Twitter/Facebook apps

These are technically things that can be done without an iPhone or iPad. Would I use them as effectively or as much without an iPad? The answer is no. As with many things the iPad makes them easier, quicker and more efficient. The portability of the iPad for a start means I have it with me all the time.

I use Facebook to communicate with my Stage 1 and Stage 2 PE classes. I provide resources from documents to videos, reminders about due dates, change of plans regarding prac and theory lessons, students can upload drafts of work and I can send it back to them the same way and it allows students to pose questions they are stuck on when doing hwk or leading into a test or exam.
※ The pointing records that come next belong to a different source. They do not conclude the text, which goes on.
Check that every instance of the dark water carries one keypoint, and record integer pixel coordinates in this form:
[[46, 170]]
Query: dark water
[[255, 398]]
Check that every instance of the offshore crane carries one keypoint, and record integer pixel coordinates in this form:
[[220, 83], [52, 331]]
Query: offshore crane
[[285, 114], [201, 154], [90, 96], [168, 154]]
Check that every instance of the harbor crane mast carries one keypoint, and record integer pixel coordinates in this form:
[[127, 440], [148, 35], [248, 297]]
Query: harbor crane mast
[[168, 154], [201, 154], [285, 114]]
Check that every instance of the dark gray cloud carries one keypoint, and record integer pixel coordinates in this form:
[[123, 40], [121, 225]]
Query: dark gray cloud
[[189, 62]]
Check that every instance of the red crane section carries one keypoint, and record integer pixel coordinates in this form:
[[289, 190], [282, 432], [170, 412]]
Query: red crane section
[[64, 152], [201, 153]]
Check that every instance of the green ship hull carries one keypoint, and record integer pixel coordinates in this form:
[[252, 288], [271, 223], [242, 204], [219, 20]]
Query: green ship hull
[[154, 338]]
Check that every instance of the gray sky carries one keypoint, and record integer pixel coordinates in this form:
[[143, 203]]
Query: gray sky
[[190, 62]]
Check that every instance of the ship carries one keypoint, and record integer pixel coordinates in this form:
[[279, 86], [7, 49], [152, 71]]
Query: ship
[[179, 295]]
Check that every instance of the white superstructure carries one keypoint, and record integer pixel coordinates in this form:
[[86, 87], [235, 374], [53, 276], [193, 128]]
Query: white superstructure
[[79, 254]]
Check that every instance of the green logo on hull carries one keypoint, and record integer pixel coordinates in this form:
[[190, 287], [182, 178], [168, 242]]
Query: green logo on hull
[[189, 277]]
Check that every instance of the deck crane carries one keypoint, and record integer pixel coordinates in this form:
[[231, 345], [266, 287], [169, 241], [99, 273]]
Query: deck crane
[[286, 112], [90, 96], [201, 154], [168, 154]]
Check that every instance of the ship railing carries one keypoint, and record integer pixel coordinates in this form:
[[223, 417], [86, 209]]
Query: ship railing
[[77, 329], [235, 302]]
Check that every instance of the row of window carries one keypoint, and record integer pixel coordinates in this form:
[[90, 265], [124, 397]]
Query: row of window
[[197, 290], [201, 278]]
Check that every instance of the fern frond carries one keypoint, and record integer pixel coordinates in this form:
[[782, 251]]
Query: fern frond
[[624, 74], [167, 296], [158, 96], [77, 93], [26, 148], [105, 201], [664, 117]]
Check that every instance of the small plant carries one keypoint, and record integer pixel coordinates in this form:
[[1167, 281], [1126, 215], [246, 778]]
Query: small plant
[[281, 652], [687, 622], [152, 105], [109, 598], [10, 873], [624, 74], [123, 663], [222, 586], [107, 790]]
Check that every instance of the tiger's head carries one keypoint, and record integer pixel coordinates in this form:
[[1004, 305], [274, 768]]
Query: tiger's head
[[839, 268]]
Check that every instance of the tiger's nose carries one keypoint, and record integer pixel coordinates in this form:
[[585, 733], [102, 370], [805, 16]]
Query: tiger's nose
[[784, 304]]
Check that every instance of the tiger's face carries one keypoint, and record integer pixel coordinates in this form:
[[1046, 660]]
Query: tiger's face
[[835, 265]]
I use Twitter for professional development. I have said it before in other posts and I’ll say it again – It is the best ongoing training and development that I get! I follow just over 400 educators.. The ideas and resources that are shared on Twitter are enormous. You follow who you want so that the information you get relates to topics you are interested in. For example a high percentage of the people I follow around the world are PE teachers, they provide me with thoughts and ideas on pedagogy and resources that I never would have considered had I not connected with them.

Class Dojo app

Class Dojo is a behaviour tracking app. You create your classes then enter your behaviours (positive & negative) that you want to monitor. This does not have to be the traditional behaviours like being on task, getting changed for PE, helping set up equipment etc. It could be that a JP teacher wants to track how a student forms letters, it could help you track any behaviour or skill! I use it with all my classes R-10 to track student behaviour but I have not used it to its full potential just yet. The data can be emailed to parents (or any email address you put in). Currently I am thinking of emailing it directly to my older students so they can see the type of data I am keeping on them. For the younger students it will help inform my discussions with them as well as their parents. It does need an internet connection to work and all data is uploaded to an online teacher account. I use my iPhone in PE as this is the only internet connection I have on the oval or in the hall. The phone is also excellent because of its size, it allows me to enter data quickly and then put it back in my pocket.

Note: The creation of classes and behaviours is done online in a teacher account on a PC (cannot be done on the iPad app). The iPad app is then used to collect the data during a lesson.

Music app

This app on allows me to stream music wirelessly in the hall from my iPad and iPhone through the Apple TV. I use music in the JP classes to initiate the beginning and end of some activities. To be able to do this while with the students and not have to run back to the stereo everytime I want to start or stop the music is excellent.

Notes app

This app allows me to take notes in staff meetings and at training and development days. I can keep the notes in the app or email them off the iPad.

Contacts app

This is not new as mobile phones have always had contact lists. However having my contact list on my phone and synced to my iPad is great.

Camera app/Dropvox app

Recording work samples and student learning through images, audio or video is a powerful way to help teachers assess students and ultimately provide more effective feedback about learning. I also use the camera and iMovie to create video to share with parents what is happening in their child’s PE classroom. Dropvox allows me to record audio and upload automatically to Dropbox. Great for recording conferencing processes with students.